Harsher Treatment for Southern Blacks

Slave revolts led many southern states to impose harsher controls; however, Nat Turner’s rebellion led some white Virginians to question slavery itself. In December 1831, the state assembly established a special committee to consider the crisis. Representatives from western counties, where slavery was never profitable, argued for gradual abolition laws and the colonization of the state’s black population in Africa. Hundreds of women in the region sent petitions to the Virginia legislature supporting these positions.

While advocates of colonization gained significant support, eastern planters vehemently opposed abolition or colonization, and leading intellectuals argued for the benefits of slavery. Professor Thomas Dew, president of the College of William and Mary, insisted that slaveholders performed godly work in raising Africans from the status of brute beast to civilized Christian. “Every one acquainted with southern slaves,” he claimed, “knows that the slave rejoices in the elevation and prosperity of his master.” In the fall of 1832 the Virginia legislature embraced Dew’s proslavery argument, rejected gradual emancipation, and imposed new restrictions on slaves and free blacks.

From the 1820s to the 1840s, more stringent codes were passed across the South. Most southern legislatures prohibited owners from manumitting their slaves, made it illegal for whites to teach slaves to read or write, placed new limits on independent black churches, abolished slaves’ limited access to courts, outlawed slave marriage, banned antislavery literature, defined rape as a crime only against white women, and outlawed assemblies of more than three blacks without a white person present.

States also regulated the lives of free blacks. Some prohibited free blacks from residing within their borders, others required large bonds to ensure good behavior, and most forbade free blacks who left the state from returning. The homes of free blacks could be raided at any time, and the children of free black women were subject to stringent apprenticeship laws that kept many in virtual slavery.

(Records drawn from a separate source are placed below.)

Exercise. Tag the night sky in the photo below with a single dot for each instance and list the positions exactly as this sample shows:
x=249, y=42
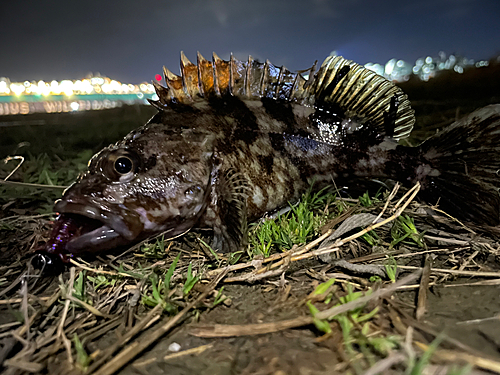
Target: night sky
x=130, y=40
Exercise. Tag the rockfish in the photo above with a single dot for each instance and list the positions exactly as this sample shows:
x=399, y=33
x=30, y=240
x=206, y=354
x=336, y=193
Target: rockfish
x=233, y=140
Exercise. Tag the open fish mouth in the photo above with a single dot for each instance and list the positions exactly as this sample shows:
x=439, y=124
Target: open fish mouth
x=90, y=225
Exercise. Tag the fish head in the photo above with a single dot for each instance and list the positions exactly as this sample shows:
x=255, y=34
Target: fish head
x=155, y=180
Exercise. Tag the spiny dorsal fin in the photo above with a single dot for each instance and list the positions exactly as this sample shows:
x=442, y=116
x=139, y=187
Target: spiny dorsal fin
x=189, y=73
x=205, y=76
x=357, y=91
x=175, y=86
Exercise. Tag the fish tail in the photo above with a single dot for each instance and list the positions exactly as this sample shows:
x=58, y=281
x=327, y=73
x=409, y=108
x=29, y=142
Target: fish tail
x=461, y=167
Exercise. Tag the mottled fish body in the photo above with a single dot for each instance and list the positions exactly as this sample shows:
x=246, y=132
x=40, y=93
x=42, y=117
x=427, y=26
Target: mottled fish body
x=233, y=140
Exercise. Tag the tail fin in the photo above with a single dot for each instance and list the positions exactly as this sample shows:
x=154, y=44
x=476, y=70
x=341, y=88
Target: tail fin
x=464, y=162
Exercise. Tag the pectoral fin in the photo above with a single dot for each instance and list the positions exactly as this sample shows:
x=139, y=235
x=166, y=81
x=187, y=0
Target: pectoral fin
x=229, y=202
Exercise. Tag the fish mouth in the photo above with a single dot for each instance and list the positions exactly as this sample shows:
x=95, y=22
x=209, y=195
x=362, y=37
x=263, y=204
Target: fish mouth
x=89, y=225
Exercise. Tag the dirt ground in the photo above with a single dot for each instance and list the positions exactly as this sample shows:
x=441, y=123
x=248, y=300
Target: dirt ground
x=40, y=316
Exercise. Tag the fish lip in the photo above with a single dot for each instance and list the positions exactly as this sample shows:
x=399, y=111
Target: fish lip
x=97, y=209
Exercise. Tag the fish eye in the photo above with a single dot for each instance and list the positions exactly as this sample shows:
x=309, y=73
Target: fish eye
x=123, y=165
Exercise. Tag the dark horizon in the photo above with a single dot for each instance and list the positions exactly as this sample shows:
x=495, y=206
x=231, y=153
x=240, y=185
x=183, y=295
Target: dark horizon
x=131, y=42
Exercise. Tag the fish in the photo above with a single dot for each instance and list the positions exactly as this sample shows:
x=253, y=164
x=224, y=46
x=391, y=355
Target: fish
x=233, y=140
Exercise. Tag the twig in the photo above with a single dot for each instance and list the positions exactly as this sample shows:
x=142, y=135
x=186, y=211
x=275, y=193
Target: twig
x=9, y=158
x=220, y=330
x=197, y=350
x=138, y=346
x=385, y=364
x=424, y=287
x=455, y=272
x=391, y=196
x=60, y=328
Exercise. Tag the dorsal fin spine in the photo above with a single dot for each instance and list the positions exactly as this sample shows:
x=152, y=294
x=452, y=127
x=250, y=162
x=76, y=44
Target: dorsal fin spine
x=215, y=60
x=263, y=79
x=248, y=76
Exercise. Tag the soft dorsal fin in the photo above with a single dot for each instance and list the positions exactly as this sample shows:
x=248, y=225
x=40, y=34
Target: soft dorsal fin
x=358, y=92
x=362, y=93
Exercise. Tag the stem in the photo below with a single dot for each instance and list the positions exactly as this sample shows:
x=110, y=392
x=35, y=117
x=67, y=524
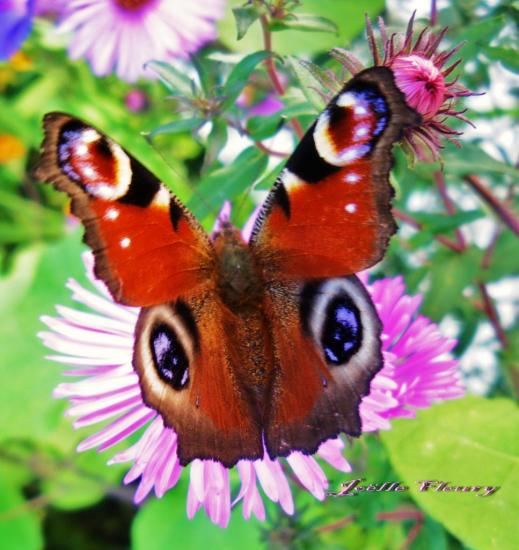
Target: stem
x=485, y=262
x=499, y=207
x=449, y=205
x=490, y=311
x=336, y=524
x=434, y=13
x=449, y=243
x=271, y=70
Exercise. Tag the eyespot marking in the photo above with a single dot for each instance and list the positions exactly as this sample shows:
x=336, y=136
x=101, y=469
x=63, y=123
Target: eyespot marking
x=169, y=357
x=342, y=330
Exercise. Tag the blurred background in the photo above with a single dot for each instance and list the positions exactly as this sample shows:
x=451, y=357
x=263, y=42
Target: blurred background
x=211, y=137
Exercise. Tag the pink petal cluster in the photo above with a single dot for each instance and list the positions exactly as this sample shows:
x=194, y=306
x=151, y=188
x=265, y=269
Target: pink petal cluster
x=124, y=35
x=422, y=75
x=98, y=347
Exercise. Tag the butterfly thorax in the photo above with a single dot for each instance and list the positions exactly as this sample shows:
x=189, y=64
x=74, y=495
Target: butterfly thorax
x=238, y=280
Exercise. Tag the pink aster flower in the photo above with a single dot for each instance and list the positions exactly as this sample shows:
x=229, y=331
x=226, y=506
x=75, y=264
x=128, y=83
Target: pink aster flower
x=421, y=73
x=126, y=34
x=97, y=345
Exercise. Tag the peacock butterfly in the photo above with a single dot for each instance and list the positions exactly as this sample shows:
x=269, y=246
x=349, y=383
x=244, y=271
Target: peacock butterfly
x=250, y=346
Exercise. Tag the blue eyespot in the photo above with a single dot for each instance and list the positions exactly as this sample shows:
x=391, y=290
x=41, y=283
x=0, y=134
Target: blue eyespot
x=169, y=357
x=342, y=330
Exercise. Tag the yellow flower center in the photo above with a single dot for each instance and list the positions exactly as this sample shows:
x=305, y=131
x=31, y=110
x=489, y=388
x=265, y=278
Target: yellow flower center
x=11, y=148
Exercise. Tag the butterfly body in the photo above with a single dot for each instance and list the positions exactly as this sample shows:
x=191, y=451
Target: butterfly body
x=248, y=346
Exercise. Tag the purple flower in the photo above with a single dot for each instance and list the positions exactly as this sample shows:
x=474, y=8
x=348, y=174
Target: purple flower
x=15, y=25
x=421, y=73
x=98, y=347
x=123, y=35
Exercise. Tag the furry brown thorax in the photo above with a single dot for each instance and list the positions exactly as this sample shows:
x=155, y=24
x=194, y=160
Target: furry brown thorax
x=238, y=277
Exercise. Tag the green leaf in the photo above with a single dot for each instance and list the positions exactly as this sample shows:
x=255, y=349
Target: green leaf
x=177, y=126
x=439, y=223
x=466, y=442
x=309, y=83
x=175, y=80
x=215, y=142
x=450, y=273
x=304, y=22
x=471, y=159
x=348, y=15
x=19, y=526
x=227, y=182
x=262, y=127
x=509, y=57
x=239, y=76
x=267, y=181
x=244, y=17
x=161, y=523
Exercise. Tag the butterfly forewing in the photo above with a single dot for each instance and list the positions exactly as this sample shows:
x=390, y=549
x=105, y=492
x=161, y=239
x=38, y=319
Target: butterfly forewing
x=242, y=348
x=329, y=213
x=148, y=248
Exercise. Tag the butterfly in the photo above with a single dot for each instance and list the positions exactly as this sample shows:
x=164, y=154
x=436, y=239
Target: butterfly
x=246, y=347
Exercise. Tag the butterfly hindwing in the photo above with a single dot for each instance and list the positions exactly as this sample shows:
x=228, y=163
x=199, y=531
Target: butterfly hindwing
x=329, y=213
x=245, y=347
x=326, y=339
x=194, y=362
x=148, y=248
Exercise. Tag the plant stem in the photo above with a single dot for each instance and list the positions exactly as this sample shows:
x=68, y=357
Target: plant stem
x=499, y=207
x=271, y=70
x=491, y=312
x=449, y=205
x=449, y=243
x=434, y=13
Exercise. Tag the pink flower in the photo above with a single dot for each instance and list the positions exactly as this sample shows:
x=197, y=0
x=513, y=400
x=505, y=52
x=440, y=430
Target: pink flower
x=123, y=35
x=98, y=347
x=422, y=75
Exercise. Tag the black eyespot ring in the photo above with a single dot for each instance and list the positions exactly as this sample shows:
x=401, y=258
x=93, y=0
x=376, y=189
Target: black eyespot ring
x=341, y=335
x=169, y=357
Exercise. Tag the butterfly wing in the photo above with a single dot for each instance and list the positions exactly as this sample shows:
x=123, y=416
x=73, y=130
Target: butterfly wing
x=148, y=248
x=194, y=365
x=150, y=251
x=326, y=339
x=328, y=216
x=329, y=213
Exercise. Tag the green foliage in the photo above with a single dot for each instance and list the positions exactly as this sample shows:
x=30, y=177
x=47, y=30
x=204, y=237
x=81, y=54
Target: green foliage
x=471, y=441
x=19, y=525
x=198, y=110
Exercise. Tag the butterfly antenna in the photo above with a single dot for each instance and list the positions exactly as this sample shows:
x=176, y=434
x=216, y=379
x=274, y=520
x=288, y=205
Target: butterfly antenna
x=248, y=191
x=210, y=208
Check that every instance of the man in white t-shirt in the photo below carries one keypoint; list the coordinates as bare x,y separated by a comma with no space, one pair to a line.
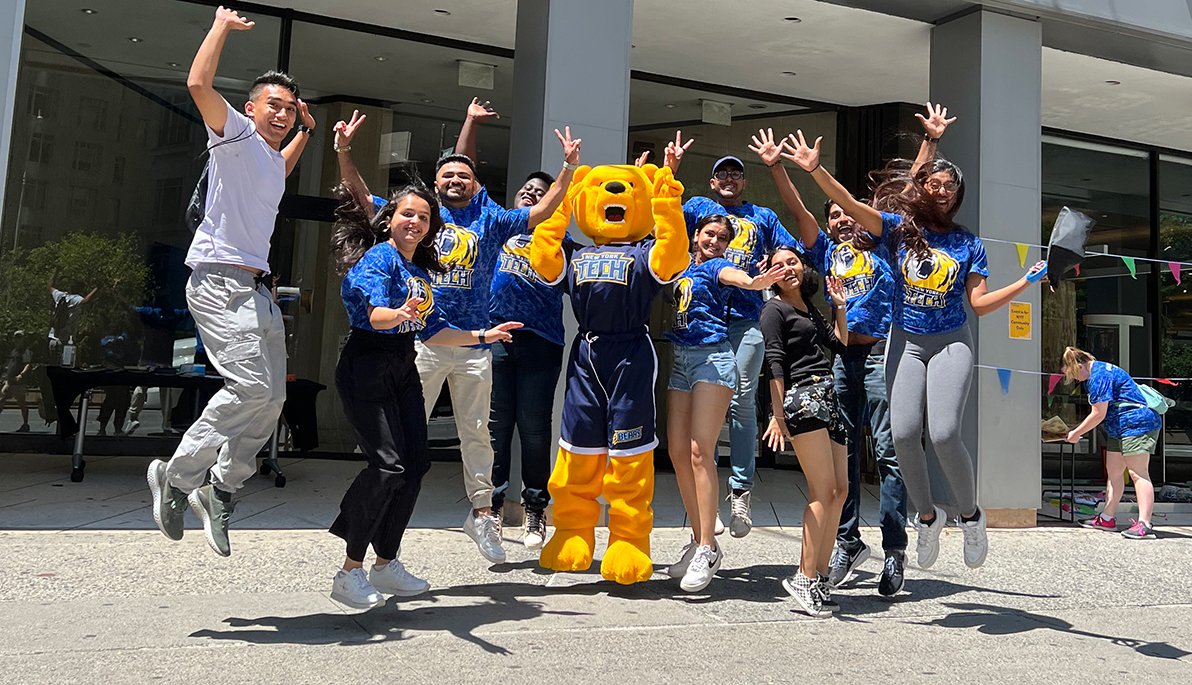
229,292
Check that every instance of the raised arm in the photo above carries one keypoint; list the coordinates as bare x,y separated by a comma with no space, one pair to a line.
807,157
771,156
200,81
348,173
933,126
477,113
558,190
670,255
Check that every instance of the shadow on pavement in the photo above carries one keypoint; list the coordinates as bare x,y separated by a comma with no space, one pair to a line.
1003,621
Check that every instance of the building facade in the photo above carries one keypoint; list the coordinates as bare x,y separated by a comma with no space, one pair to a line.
1078,104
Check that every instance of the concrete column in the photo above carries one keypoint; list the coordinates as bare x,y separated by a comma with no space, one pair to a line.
987,69
12,24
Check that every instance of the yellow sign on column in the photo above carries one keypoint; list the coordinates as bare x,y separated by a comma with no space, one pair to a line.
1020,321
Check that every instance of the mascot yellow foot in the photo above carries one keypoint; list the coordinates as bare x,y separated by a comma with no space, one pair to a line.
628,489
575,485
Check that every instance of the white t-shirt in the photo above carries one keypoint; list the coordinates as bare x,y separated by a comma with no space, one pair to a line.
246,181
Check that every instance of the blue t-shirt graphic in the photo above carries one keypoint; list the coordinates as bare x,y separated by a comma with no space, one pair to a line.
519,294
1128,413
930,293
756,231
383,278
867,276
701,312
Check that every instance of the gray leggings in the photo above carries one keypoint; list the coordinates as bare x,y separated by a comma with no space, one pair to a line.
931,372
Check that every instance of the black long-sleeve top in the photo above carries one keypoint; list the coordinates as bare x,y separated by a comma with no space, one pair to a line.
794,341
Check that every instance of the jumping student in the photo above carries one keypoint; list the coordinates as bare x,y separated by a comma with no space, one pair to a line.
386,262
702,384
805,412
1132,429
229,291
938,266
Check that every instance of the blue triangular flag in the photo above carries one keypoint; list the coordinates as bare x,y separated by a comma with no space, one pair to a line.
1004,377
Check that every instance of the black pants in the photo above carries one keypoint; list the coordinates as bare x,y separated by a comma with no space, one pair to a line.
382,398
525,373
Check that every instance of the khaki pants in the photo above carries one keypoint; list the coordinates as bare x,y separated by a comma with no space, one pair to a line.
469,374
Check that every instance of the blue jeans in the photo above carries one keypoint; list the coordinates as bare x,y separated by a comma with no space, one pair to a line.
525,373
745,337
861,387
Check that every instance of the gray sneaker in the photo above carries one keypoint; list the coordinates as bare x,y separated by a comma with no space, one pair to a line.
213,506
168,502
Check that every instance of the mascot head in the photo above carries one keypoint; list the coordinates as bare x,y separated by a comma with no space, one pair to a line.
612,203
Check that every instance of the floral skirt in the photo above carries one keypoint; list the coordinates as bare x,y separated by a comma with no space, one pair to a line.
812,405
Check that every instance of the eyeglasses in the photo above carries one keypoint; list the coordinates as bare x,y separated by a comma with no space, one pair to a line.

Such measures proved largely successful in controlling slaves, but there was a price to pay. Restricting education and mobility for blacks often hindered schooling and transportation for poor whites as well. Moreover, characterizing the region’s primary labor force as savage and lazy discouraged investment in industry and other forms of economic development. And the regulations increased tensions between poorer whites, who were often responsible for enforcement, and wealthy whites, who benefited most clearly from their imposition.